Filme com Keanu Reeves e Lily Collins, na Netflix, é lição inestimável de coragem e resiliência

Reuniões são quase sempre enfadonhas, restringentes, frustrantes, constrangedoras. Como não há nada de tão ruim que não possa piorar o seu tanto, o homem teve o condão de fundar associações de moradores, sindicatos, clubes, partidos políticos, torcidas organizadas e così via a fim de, reunido com outros iguais de sua espécie, deliberar sobre os problemas que ele mesmo inventa, as crises que fabrica, a falsa luta de classes que gera desigualdades outras e até mais severas — e líderes espertos, que anteveem a chance de criar dificuldades para vender facilidades e ir longe, bem longe — ou só promover quebra-quebra naqueles momentos em que o Sobrenatural de Almeida, a entidade que costuma rondar os campos mundo afora identificada por Nelson Rodrigues (1912-1980), volta-se justamente contra o time que não pode perder nunca, o nosso.

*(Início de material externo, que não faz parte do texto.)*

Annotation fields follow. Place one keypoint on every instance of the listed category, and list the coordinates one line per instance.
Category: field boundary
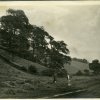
(67, 93)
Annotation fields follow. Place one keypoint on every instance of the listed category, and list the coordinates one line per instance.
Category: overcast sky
(77, 24)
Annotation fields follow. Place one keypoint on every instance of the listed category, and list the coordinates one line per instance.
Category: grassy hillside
(76, 66)
(72, 68)
(21, 61)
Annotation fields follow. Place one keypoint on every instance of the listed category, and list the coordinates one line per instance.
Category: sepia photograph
(49, 50)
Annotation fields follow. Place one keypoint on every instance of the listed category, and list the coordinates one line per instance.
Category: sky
(77, 23)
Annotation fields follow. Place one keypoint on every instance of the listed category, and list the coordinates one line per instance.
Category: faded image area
(49, 49)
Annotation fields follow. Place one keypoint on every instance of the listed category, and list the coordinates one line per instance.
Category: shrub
(62, 73)
(22, 68)
(47, 72)
(86, 72)
(79, 73)
(32, 69)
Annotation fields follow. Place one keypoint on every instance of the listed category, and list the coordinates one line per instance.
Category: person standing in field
(69, 80)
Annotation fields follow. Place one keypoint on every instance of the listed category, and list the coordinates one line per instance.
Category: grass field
(17, 84)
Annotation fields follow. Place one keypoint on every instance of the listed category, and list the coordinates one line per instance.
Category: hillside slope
(76, 66)
(72, 68)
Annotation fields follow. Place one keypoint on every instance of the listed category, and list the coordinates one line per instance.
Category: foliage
(62, 73)
(95, 66)
(32, 69)
(79, 73)
(86, 72)
(80, 60)
(47, 72)
(16, 31)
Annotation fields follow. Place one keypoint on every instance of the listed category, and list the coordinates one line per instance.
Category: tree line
(18, 35)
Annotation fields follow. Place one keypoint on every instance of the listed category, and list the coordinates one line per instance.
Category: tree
(86, 71)
(95, 66)
(15, 27)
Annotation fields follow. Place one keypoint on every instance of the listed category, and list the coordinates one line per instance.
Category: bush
(86, 72)
(79, 73)
(32, 69)
(62, 73)
(22, 68)
(48, 72)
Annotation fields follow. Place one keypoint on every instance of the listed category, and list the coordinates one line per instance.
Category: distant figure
(69, 81)
(54, 77)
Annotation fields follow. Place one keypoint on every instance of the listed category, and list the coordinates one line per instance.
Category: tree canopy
(95, 66)
(15, 31)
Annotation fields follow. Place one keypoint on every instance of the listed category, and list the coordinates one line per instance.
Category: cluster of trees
(95, 66)
(80, 60)
(18, 35)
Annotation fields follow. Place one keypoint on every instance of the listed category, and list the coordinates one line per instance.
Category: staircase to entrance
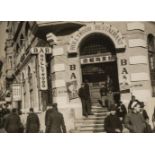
(93, 123)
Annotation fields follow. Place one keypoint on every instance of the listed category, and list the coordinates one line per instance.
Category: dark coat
(111, 123)
(121, 111)
(55, 123)
(47, 115)
(86, 86)
(103, 91)
(1, 119)
(12, 123)
(145, 115)
(83, 93)
(135, 122)
(33, 123)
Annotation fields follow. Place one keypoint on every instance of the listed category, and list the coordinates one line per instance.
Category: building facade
(48, 61)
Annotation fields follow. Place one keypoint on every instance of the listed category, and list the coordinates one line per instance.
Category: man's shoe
(91, 113)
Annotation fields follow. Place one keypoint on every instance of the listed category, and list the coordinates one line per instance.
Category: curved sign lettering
(106, 29)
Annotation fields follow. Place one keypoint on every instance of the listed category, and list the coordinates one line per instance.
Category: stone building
(48, 61)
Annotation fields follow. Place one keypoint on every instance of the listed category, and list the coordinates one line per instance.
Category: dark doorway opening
(93, 46)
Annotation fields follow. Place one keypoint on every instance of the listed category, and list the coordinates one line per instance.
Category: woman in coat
(12, 122)
(32, 123)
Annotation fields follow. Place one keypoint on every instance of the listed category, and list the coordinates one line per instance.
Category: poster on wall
(16, 92)
(72, 89)
(124, 84)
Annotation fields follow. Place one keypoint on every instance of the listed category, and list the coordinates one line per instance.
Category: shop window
(151, 55)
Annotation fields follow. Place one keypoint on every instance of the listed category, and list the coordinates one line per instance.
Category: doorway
(95, 68)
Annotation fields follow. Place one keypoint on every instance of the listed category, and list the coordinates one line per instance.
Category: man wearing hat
(47, 114)
(55, 121)
(112, 123)
(134, 121)
(85, 100)
(103, 93)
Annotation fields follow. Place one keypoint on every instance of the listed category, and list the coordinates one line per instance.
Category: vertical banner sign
(16, 92)
(42, 71)
(72, 90)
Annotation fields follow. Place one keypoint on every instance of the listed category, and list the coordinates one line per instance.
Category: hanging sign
(16, 92)
(72, 90)
(42, 71)
(99, 59)
(37, 50)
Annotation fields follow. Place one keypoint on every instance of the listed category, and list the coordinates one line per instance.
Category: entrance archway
(99, 64)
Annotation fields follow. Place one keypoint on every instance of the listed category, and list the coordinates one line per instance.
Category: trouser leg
(88, 106)
(84, 108)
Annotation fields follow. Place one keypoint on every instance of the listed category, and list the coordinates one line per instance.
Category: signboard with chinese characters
(99, 59)
(124, 80)
(16, 92)
(72, 90)
(42, 71)
(37, 50)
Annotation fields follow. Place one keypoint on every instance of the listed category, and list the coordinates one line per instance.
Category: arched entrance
(99, 63)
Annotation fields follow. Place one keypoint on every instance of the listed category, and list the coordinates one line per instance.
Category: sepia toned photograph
(77, 77)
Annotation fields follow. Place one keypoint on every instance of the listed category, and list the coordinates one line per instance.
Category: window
(30, 87)
(10, 62)
(151, 55)
(96, 44)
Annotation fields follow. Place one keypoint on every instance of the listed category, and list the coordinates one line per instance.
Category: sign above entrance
(99, 59)
(105, 29)
(16, 92)
(37, 50)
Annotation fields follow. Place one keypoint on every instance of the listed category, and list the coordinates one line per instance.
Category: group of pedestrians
(10, 121)
(135, 119)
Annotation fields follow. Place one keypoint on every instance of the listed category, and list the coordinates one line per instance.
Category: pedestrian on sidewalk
(87, 91)
(12, 122)
(103, 94)
(121, 111)
(112, 123)
(134, 121)
(47, 115)
(86, 110)
(32, 123)
(55, 122)
(133, 99)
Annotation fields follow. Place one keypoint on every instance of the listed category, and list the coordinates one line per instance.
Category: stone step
(92, 129)
(90, 121)
(94, 117)
(91, 125)
(95, 131)
(99, 110)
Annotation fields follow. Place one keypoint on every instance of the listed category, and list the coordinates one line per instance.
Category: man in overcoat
(32, 123)
(12, 123)
(55, 122)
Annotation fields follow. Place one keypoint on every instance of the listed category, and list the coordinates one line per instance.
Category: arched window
(151, 55)
(96, 44)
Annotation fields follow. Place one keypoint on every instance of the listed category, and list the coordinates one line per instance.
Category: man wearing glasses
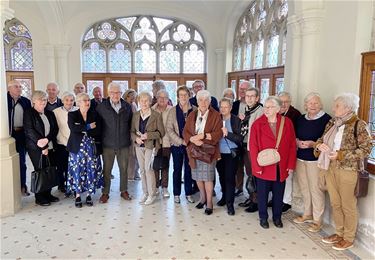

“O Mínimo Para Viver”, o excelente drama escrito e dirigido por Marti Noxon, também gira em torno de uma dessas agremiações, tentativa desesperada de encontrar saída para um problema nada engraçado, nada glamouroso, que desde sempre afeta mulheres e homens, ainda que as mulheres apareçam em número exponencialmente maior — ou, como sói acontecer, tem mais coragem de reconhecer sua vulnerabilidade, levantam da cama ou do chão frio do banheiro, e buscam ajuda logo — e continua afetando, ainda hoje, mais de quatrocentos milhões de pessoas no mundo, mais da metade jovens de até vinte anos.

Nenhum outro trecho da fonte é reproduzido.